The strong buying post the pandemic-led selloff has put many Canadian stocks out of investors’ reach. However, plenty of top TSX stocks are still trading cheap and are priced under $50. So if you have $5,000, consider adding these stocks to your portfolio today.
The first stock is Goodfood Market (TSX:FOOD). Shares of this online grocery services provider have witnessed a healthy pullback and are down about 23.2% on a year-to-date basis. Besides trading at an attractive price, Goodfood Market offers high-growth and has solid growth catalysts that could push its stock higher in the long run.
The growing adoption of online grocery services and increased spending on e-commerce platform provides a solid base for growth. Meanwhile, targeted marketing, growing product selections, strong competitive positioning, and focus on reducing delivery time are expected to drive its active subscriber base, order frequency, and basket size.

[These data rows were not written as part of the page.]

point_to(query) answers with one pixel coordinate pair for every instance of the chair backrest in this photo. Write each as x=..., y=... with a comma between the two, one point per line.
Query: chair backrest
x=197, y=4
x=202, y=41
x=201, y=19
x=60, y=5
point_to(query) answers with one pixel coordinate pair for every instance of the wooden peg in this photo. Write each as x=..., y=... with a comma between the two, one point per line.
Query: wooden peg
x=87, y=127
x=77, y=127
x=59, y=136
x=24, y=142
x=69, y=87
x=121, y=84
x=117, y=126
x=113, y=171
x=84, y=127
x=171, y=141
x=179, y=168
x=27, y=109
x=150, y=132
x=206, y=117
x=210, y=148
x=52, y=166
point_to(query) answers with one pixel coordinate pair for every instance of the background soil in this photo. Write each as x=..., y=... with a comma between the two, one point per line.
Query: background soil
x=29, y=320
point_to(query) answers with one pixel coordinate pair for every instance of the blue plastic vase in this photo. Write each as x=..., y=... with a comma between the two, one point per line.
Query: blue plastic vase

Sticking with high-growth companies, Absolute Software (TSX:ABT)(NASDAQ:ABST) is another solid long-term bet that is trading cheap. Acceleration in annual recurring revenues and solid adjusted EBITDA could support the uptrend in Absolute Software stock. Furthermore, a large addressable market and increased spending on cybersecurity threats augur well for future growth.
I believe its accelerating revenue growth, high retention rate, debt-free balance sheet, and channel and geographic expansion provide a solid underpinning for growth. Furthermore, cross-selling opportunities and new products could further support its growth and drive its stock higher.
Dye & Durham
The third stock is Dye & Durham (TSX:DND). It has appreciated significantly in value since listing on the exchange in July last year. Despite the rally, Dye & Durham stock has further upside, thanks to the continued momentum in the base business and its ability to accelerate its growth through strategic acquisitions.
I expect Dye & Durham’s revenue and adjusted EBITDA to continue to grow rapidly, reflecting benefits from acquisitions and geographic expansion. Furthermore, its large and diversified active customer base, low churn rate, long-term contracts with major customers, and robust M&A pipeline support my bullish view and provide a solid base for outsized growth.
Algonquin Power & Utilities
Next on my list is Algonquin Power & Utilities (TSX:AQN)(NYSE:AQN) stock. The company owns a low-risk business that delivers high-quality earnings and stellar cash flows. The company expects its rate base to grow at a double-digit rate in the coming years, which is likely to boost its adjusted EBITDA and earnings significantly.
Further, its rate-regulated assets and long-term contractual arrangements add visibility over its future cash flows. Algonquin Power & Utilities has raised its dividend at a compound annual growth rate (CAGR) of 10% in the last 11 years. I expect the company to continue to boost its shareholders’ value through higher dividend payments.
The fifth stock on my list is Telus (TSX:T)(NYSE:TU). The telecom company could deliver solid returns on the back of its solid investments in broadband networks. Telus consistently generates profitable growth and continues to add new subscribers to its wireless businesses, which should favour the stock.
I believe strong net adds, investments in the 5G network and PureFibre, and strategic acquisitions position it well to deliver strong financial and operating performances in the coming years. Also, Telus could continue to reward its shareholders through increased dividend payments and share buybacks.